|removing the snubber-it stops the jerking motion of the anchor chain|
We came to a previous anchorage about 3:30 and didn’t want to stop. So looking ahead, we found an anchorage that we would reach close to sunset, and possibly we would be anchoring in the dark. Dave was OK with that, so I was too, and we contiuned.
About 5:00 a heavy fog rolled in. After going through all the air in one can in the fog last December, we hooked up a mechanical fog horn. It worked great. If you are moving, you have to sound a 5 second horn every 2 minutes. We didn’t see any other boats on the ICW. Gee, I wonder why? Now it is approaching sunset and it is foggy.
|fog rolling in|
|do you see the red channel marker?|
|oh there it is!|
|opposite side of the channel|
|crab pot too close for comfort|
We wiggled around in the muck for a while. As long as you can move, there is hope that you will work your way free. A fishing boat with a couple guys came by and asked if we needed help. There was no way they could pull us free. And we didn’t really want their help because he was drunk and waving a beer bottle as he was talking to us. But we did find our that this area was very shallow and there were oyster beds in the area, which explained the “crunch crunch” probably scraping the paint off of our keel. And that the anchorage we were looking for was just a bit further south, around the next bend.
Our next thought was to move weight forward on the boat.

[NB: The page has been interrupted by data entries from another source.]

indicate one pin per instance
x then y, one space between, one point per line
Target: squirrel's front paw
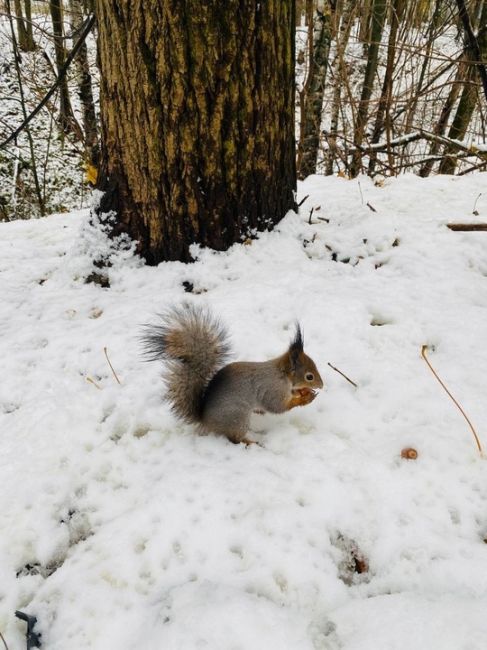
301 397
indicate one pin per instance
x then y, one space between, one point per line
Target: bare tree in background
90 124
24 26
319 38
67 120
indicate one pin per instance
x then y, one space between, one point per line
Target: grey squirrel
218 397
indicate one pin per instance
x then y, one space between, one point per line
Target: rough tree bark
197 108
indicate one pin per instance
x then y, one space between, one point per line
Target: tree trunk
90 127
197 108
378 14
319 31
67 121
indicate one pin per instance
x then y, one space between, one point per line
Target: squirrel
218 397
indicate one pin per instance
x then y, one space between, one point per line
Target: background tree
66 116
25 35
197 111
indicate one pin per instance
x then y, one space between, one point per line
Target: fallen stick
423 354
467 227
343 375
92 381
111 367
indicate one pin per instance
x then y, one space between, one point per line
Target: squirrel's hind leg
241 438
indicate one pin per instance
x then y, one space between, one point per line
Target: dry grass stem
423 354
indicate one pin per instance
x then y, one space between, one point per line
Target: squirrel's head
303 371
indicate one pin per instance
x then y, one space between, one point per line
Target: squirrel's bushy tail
194 346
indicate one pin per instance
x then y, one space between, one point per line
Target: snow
121 528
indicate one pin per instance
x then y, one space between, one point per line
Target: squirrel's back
194 345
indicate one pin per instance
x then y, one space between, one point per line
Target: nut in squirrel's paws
303 396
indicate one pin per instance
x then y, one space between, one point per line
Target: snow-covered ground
122 529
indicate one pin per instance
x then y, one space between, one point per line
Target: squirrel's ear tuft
297 343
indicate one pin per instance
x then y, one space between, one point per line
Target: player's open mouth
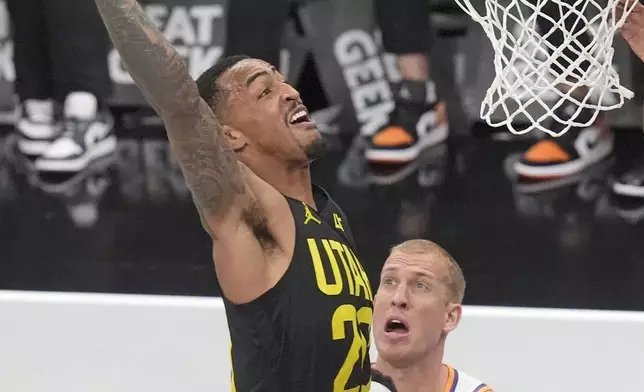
396 326
300 116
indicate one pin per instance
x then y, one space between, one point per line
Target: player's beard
317 149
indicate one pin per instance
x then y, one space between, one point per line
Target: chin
395 356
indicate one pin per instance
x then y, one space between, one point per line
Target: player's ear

We moved 5 10 gallon jerry cans of fuel to the bow which are about 35 lbs each. And we took the dinghy off of the davits and let it float behind us. I also stayed out on the bow. It didn’t seem to make a difference because now it was 6:30 and the tide was going down. So we resigned ourselves to waiting for low tide at 8:00 and then wait about 3 hours after that to rise and float us off of the bottom. Dave set an anchor so we wouldn’t go any further into the muck or float into more trouble once we were afloat. We couldn’t really set an anchor like we usually would. We would usually motor backwards and make sure it’s holding. All we could do was drop a pile of chain on top of the anchor and hope we stayed put.
We went below and made dinner. I cleaned up the dishes and read or played on my phone, while I had power. Dave tried to sleep. About 11:00, I looked out and we had swung 180 degrees and were floating!!!! I woke Dave and we decided to move to a better anchorage. We could see a big light heading north on the ICW which would be near us soon. So we decided to wait for it to pass rather than trying to share the canal in the dark. It was two large tug boats connected. They had a huge spot light and were scanning the horizon. They didn’t call us on the radio when they saw us, just passed by. They probably thought we were anchored for the night.
We were able to bring up the anchor and motor back to the channel with no problem. Just a ways down the ICW, we found 3 other sailboats anchored in the area we should have been. We motored up between them and found a good spot to anchor. I usually watch Dave’s hand signals, but couldn’t in the dark. We made it with a few verbal directions and using a flashlight. We shut the engine off at 11:50 pm. 10 minutes short of our 38th wedding anniversary. At no time did we feel we were in any danger. And neither of us lost our temper. Both of us were at fault in some way for what happened. And we learned from the experience. Life with Dave has always been an adventure and the adventures continue.